Text mode emits lines prefixed with `ERROR:`, `WARNING:`, or `NOTE:` and stable
codes like `[INVARLOCK:D001]`. JSON mode includes `summary`, `policy`,
`findings[]`, `resolution`, and `format_version`.

---

## 🏗️ Source Layout (Single Distribution)

```text
invarlock/
├─ src/
│  ├─ invarlock/                 # core + unified namespace
│  │  ├─ core/               # runner, registry, contracts, events, ABI
│  │  ├─ cli/                # console app + command wrappers (unified import path)
│  │  ├─ adapters/           # adapter wrappers (HF GPT‑2/BERT/LLaMA)
│  │  ├─ edits/              # quant_rtn
│  │  ├─ guards/             # invariants, spectral, rmt, variance
│  │  ├─ eval/               # evaluation metrics and helpers
│  │  ├─ reporting/          # report assembly, certificate generation/validation
│  │  ├─ assurance/          # assurance surface aggregating cert helpers
│  │  ├─ plugins/            # built-in example plugins
│  │  └─ observability/      # monitoring/metrics/tracing wrappers
├─ configs/                  # presets (repo‑only; clone to use)
├─ docs/                     # user guides, reference, assurance notes
├─ scripts/                  # automation / QA helpers
└─ tests/                    # unit/integration/property tests

Note: The package exposes a single import namespace (`invarlock.*`). Presets/scripts are repo resources and not packaged in wheels.
```

---

## 📚 Documentation

- User Guide: <https://github.com/invarlock/invarlock/blob/main/docs/user-guide/getting-started.md>
- Quickstart: <https://github.com/invarlock/invarlock/blob/main/docs/user-guide/quickstart.md>
- Compare & Certify (BYOE): <https://github.com/invarlock/invarlock/blob/main/docs/user-guide/compare-and-certify.md>
- Reading a Certificate: <https://github.com/invarlock/invarlock/blob/main/docs/user-guide/reading-certificate.md>
- Assurance (proof notes): <https://github.com/invarlock/invarlock/tree/main/docs/assurance>
  - eval math, spectral FPR, RMT ε, VE gate power, determinism
- Config Schema: <https://github.com/invarlock/invarlock/blob/main/docs/reference/config-schema.md>
- Guard Reference: <https://github.com/invarlock/invarlock/blob/main/docs/reference/guards.md>

---

## ⚡ Quick CPU Demos (dev)

For tiny, CPU‑only demos that produce readable PASS banners in dev, enable
tiny‑relax and run the matrix script (repo clone required).
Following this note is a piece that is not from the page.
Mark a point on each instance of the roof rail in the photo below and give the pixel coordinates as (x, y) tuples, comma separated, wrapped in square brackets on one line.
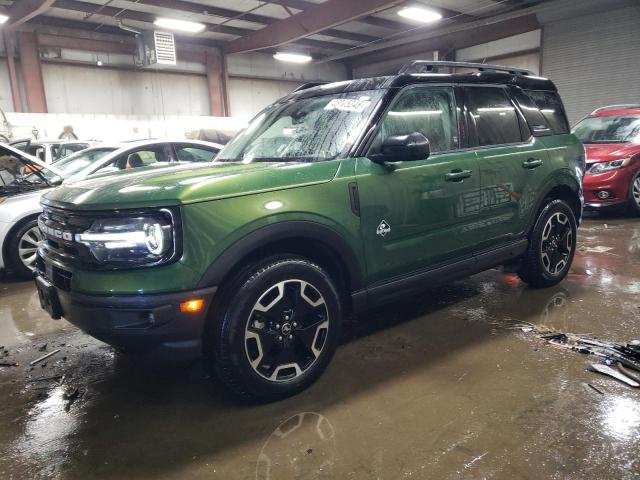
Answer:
[(432, 66), (625, 106), (309, 85)]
This mode relaxes
primary‑metric token floors and is intended for smoke testing only (not release
evidence):

```bash
export INVARLOCK_TINY_RELAX=1 INVARLOCK_ALLOW_NETWORK=1 INVARLOCK_DEDUP_TEXTS=1 \
       TRANSFORMERS_NO_TORCHVISION=1 TOKENIZERS_PARALLELISM=false
RUN=1 NET=1 bash scripts/run_tiny_all_matrix.sh
```

Add `INCLUDE_MEASURED_CLS=1` to include a measured classification step (requires warmed HF caches/network).

---

## 🧪 Determinism & Provenance

- Seeds: `{python, numpy, torch}` recorded in certs
- Dataset/tokenizer hashes recorded
- Paired non-overlapping windows (fail-fast if counts mismatch or pairing < 1.0)
- Cert math checks: `ppl_ratio.point == exp(mean ΔlogNLL)` and CI from the **same** paired Δ array

---

## 🤝 Contributing

```bash
make dev-install     # editable + dev tools (pytest, ruff, mypy, mkdocs, etc.)
make test            # run tests
make lint            # ruff + mypy
make format          # ruff format/fix
make docs            # build docs (mkdocs)
make verify          # tests, lint, format, markdownlint
```

Please see `CONTRIBUTING.md` for guidelines and `Makefile` for more targets.

---

## 📄 License

Apache-2.0 — see `LICENSE`.

---

### Notes

- PPL levels depend on `seq_len` (e.g., 768-token windows typically reduce PPL vs shorter contexts).